# 17 hp OHV Briggs and Stratton tractor won't start



## psimonte (May 28, 2011)

1 have a 17 hp briggs and stratton craftsman tractor. I'd try to start it and it would barely turn over. Turned very slowly. I'd try a few times come back and then it would start. This went on for most of the summer. I used a small battery charger that seemed to help start it. Now it won't start at all. I had my battery checked and was told it was good. 

I adjusted my valves and that didn't change anything. I had them too tight and it cranked extremely fast. Then I adjusted them properly using a feeler gauged and its back to cranking slowly but not starting. What else should I try?


----------



## wjjones (May 28, 2010)

Sounds like its time for a starter but before you get one check the frame ground, and all the connections first. Also make sure all the contact points are good, and clean to battery the frame ground etc.


----------



## Bill Kapaun (May 8, 2007)

Did you adjust the valves with the piston 1/4" PAST TDC?
.004" intake.
.006" exhaust.


----------



## wjjones (May 28, 2010)

Bill Kapaun said:


> Did you adjust the valves with the piston 1/4" PAST TDC?
> .004" intake.
> .006" exhaust.




Yep Mr. Bill I didnt think about that one.


----------



## Ragjax (Apr 6, 2014)

Experiencing similar problem. B&S 17 hp. Started 2 weeks ago (barely) turned the key this a.m. And nothing...not even a click. Removed battery and checked ground and other connections the best I can and all seems to be good. Had the battery tested and has a full charge, the battery is only 6 mos. old. My next assumption would be selonoid or starter? I am not the most mechanically gifted person but am willing to try. Any suggestions.


----------



## jhngardner367 (Apr 5, 2011)

Jump directly to the starter terminal,from the battery + and see if it turns faster. If it does,it's probably the solenoid.
Also,when you have the battery tested make sure to test for amperage,as well as voltage. A battery can show good voltage,but still not have the amperage to roll the starter.


----------



## Bill Kapaun (May 8, 2007)

Identifying WHAT Brigs and which tractor it is installed on is helpful.
Sears 917.xxxxxx number-

The fact it doesn't click at all indicates a dead battery or blown fuse.
IF one knew which tractor you had, one would know if the engine was equipped with a carb fuel solenoid. IF so, that should click when the key is turned ON.

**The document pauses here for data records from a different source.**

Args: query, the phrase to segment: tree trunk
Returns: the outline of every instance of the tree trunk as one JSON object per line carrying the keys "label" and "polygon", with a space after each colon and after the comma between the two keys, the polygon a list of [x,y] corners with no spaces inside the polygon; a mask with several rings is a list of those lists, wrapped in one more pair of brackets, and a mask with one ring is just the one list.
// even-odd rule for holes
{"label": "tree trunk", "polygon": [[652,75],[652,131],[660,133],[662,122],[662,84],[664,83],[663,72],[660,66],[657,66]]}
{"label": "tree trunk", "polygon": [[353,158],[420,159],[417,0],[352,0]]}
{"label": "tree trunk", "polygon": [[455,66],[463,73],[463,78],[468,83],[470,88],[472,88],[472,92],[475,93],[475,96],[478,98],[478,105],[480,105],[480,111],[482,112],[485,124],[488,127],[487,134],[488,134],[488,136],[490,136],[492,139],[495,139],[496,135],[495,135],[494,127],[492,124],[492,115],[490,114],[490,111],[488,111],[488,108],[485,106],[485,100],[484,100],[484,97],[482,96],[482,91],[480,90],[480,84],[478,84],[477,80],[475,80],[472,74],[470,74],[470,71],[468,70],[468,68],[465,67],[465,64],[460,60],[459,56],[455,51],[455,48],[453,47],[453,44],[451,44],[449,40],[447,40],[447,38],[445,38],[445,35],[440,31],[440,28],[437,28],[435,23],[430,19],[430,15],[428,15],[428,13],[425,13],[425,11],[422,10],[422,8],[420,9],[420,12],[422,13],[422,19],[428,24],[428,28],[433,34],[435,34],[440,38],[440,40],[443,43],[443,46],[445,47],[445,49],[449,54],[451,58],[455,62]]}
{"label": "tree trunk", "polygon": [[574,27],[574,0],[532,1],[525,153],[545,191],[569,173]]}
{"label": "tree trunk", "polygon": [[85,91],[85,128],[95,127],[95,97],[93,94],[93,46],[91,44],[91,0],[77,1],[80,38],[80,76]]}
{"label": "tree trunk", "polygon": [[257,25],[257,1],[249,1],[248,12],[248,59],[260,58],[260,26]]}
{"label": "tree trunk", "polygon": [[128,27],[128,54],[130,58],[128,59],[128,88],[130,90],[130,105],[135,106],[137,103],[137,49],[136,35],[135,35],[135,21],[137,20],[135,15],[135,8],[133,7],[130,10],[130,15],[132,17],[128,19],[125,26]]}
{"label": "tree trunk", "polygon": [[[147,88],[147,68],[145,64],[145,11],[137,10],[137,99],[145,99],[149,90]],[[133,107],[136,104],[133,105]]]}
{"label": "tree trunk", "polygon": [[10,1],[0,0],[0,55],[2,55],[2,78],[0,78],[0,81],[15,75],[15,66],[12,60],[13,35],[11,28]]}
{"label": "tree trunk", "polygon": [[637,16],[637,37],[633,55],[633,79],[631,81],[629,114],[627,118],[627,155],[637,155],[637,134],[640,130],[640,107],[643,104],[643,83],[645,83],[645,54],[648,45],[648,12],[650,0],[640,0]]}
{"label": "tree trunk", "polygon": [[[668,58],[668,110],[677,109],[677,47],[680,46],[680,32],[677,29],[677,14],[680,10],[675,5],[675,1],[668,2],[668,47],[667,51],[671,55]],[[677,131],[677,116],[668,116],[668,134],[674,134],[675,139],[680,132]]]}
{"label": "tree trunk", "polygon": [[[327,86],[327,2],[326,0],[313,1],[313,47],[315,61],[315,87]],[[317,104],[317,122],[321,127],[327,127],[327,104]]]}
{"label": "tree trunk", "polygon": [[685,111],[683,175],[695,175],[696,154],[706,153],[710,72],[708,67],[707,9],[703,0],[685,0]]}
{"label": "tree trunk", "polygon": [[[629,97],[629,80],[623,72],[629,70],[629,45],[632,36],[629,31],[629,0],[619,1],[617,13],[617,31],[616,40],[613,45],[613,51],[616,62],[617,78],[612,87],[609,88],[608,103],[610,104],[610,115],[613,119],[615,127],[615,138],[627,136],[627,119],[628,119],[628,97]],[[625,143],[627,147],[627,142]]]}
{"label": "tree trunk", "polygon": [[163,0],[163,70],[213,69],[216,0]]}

Ditto about testing the battery. If it's not LOAD tested, it's not tested.
8 penlight batteries will produce 12V, but they certainly won't crank an engine.

Again, if one knew what tractor it was, one would know if the headlights operated without the engine running. IF they do, that's another simple test to see if they light up brightly and what they do when you try to crank the engine.


----------



## Ragjax (Apr 6, 2014)

Thanks for the feedback. The mower is a Scott's 17 hp. The briggs and stratton Model number looks like 311777 and if it helps or matters the "type" number is 0137-E1. Picture attached.


----------



## Bill Kapaun (May 8, 2007)

Since you posted in the Craftsman forum, I assumed it was a Craftsman which I'd probably have a schematic for.
No such luck for a Scotts.
So-
Have you had the battery load tested yet?
Checked fuse?

The engine should have a carb fuel solenoid. Even a weak battery should be able to make it click when turning the key ON/OFF/ON........


----------